"blink scrounch blonk"

camille de rijck

 

Salvatore Sciarrino est un compositeur autodidacte. Bien sûr, cela ne le singularise pas trop ; comme disent certains compositeurs très appréciés de l'équipe du Forum Opéra " on n'apprend pas à inventer ". Sa musique est reconnaissable entre mille, elle ne s'impose aucune contrainte, elle n'appartient à aucune école, elle ne découle que d'un certain neo naturalisme qui ne serait propre qu'à Sciarrino. Mais toutes ces (a-)nominations sont bien floues et superflues, ce qui compte réellement c'est d'assimiler le fait que - chez Sciarrino - la musique tient lieu d'onomatopée.

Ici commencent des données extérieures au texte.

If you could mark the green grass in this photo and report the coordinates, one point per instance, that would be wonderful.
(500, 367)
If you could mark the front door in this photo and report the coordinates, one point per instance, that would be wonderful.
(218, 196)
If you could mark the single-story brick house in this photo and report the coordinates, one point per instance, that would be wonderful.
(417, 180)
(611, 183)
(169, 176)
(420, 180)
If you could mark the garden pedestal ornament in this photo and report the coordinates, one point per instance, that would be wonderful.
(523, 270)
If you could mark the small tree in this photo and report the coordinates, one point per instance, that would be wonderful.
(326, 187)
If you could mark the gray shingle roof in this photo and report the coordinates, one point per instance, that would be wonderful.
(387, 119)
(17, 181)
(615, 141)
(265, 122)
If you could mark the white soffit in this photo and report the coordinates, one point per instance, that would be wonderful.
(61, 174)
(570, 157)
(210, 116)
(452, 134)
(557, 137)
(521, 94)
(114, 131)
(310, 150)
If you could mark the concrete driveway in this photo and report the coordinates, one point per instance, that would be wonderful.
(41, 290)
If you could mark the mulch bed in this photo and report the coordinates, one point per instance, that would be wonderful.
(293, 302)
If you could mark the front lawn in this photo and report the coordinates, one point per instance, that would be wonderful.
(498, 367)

Le thème de Luci Mie traditrici tendait un piège colossal à son propre auteur, celui qui aurait consisté à parodier l'écriture musicale de Gesualdo. Sciarrino passe bien évidemment à côté sans sourciller. La pièce prend cependant forme de madrigal, mais l'intention n'a rien de parodique, elle coule même de source. L'écriture vocale est déconcertante de simplicité, de l'élégie initiale pour contre ténor, suave et
envolée au recitar cantando à mi vitesse omniprésent dans la pièce. Sciarrino a inventé une vocalité qui prendrait place entre le staccato montéverdien et les
vocalises trillées de Rossini. Elle demande aux interprètes une agilité vocale accomplie et sollicite toutes les couleurs de leur instrument.

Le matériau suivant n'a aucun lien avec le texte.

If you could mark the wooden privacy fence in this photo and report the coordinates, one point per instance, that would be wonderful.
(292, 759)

Quand on chante, l'orchestre badine. Dans les jardins du château, on devine un oiseau sournois, on devine le souffle du valet espion, les pulsations cardiaques, le
vent. Musique illustrative plus que narrative, d'une légèreté et d'une modestie telles que ce sont les chanteurs qui font office d'orchestre et les quelque quinze instrumentistes qui tiennent lieu de solistes. Les violons jouent généralement sur une seule corde, la plus aiguë, pincée et à peine effleurée. " C'est Sciarrino lui-même qui a enseigné ses gestes musicaux à l'orchestre ", explique Kazushi Ono,
directeur musical de la dernière production bruxelloise de l'oeuvre.

Entre les scènes fleurissent des passages orchestraux épurés qui renvoient explicitement à la Renaissance ; une fois encore c'est la couleur plus que la pâte qui oriente l'auditeur.

Auditeur en fin de compte charmé à en juger par le succès que l'oeuvre a recueilli à chacune de ses sorties. Nouvelle fort réjouissante au demeurant vu qu'à aucun moment elle ne se soucie d'accessibilité,.

Disons que sa lisibilité coule de source.